2. Sudut Pandang Pancasila Terhadap Perilaku Seksual Menyimpang
Pancasila sebagai dasar negara kita mengajarkan nilai-nilai luhur. Sila pertama tentang Ketuhanan Yang Maha Esa mengajarkan kita untuk selalu mengikuti aturan Tuhan. Sila kedua tentang kemanusiaan mengajarkan kita saling menghormati, tetapi bukan berarti membenarkan setiap perilaku yang dianggap menyimpang dari fitrah kemanusiaan. Sementara itu, Sila ketiga "Persatuan Indonesia" sering dijadikan landasan argumentasi bahwa LGBT dapat memecah belah bangsa dan merusak nilai-nilai budaya yang menyatukan Indonesia, terutama karena dianggap sebagai "pengaruh asing" yang mengancam persatuan bangsa. Setiap sila dalam Pancasila pada dasarnya mengarahkan masyarakat untuk hidup sesuai dengan norma-norma luhur yang telah disepakati bersama.

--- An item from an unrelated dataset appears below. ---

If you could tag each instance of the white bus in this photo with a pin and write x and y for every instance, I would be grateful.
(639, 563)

3. Sudut Pandang Bahasa Terhadap Perilaku Seksual Menyimpang Bahasa
Indonesia sebagai alat komunikasi dan ekspresi budaya juga mencerminkan penolakan terhadap perilaku seksual menyimpang. Dalam bahasa kita, kata-kata seperti "keluarga", "suami-istri", dan "orangtua" selalu merujuk pada hubungan antara pria dan wanita. Ini menunjukkan bahwa masyarakat Indonesia telah memiliki pandangan yang jelas tentang apa yang dianggap sebagai hubungan normal, yang telah ada sejak lama. Setiap kata yang digunakan membawa makna tentang harmonisnya hubungan antar manusia yang sesuai dengan kodrat alam. Dampak Sosial Perilaku Menyimpang Dampak sosial dari perilaku seksual menyimpang sangatlah kompleks. Pertama, ia berpotensi merusak struktur keluarga tradisional yang selama ini menjadi tulang punggung masyarakat Indonesia. Konsep keluarga inti yang terdiri dari ayah, ibu, dan anak menjadi terancam eksistensinya. Kedua, risiko kesehatan reproduksi menjadi perhatian serius. Penularan penyakit menular seksual, khususnya HIV/AIDS. Individu dengan orientasi seksual di luar norma umum sering mengalami penolakan dan kesulitan dalam kehidupan sehari-hari. Mereka kerap menghadapi diskriminasi dari keluarga, lingkungan sosial, dan lembaga resmi, yang menyebabkan tekanan psikologis berkepanjangan. Akibatnya, mereka terpaksa menyembunyikan identitas diri, mengalami pengucilan sosial, dan kesulitan mendapatkan pekerjaan serta pengakuan.
Negara Kesatuan Republik Indonesia memiliki sikap tegas melalui berbagai regulasi dan kebijakan. Undang-undang perkawinan dengan jelas hanya mengakui pernikahan antara laki-laki dan perempuan. Pemerintah konsisten membatasi ruang gerak kelompok yang dianggap melakukan penyimpangan seksual dan melindungi institusi keluarga tradisional sebagai fundamental pembangunan karakter bangsa. Penting untuk dipahami bahwa pandangan kontra terhadap perilaku seksual menyimpang bukanlah bentuk diskriminasi, melainkan upaya untuk mengembalikan individu pada fitrah dan martabat kemanusiaan yang sejati.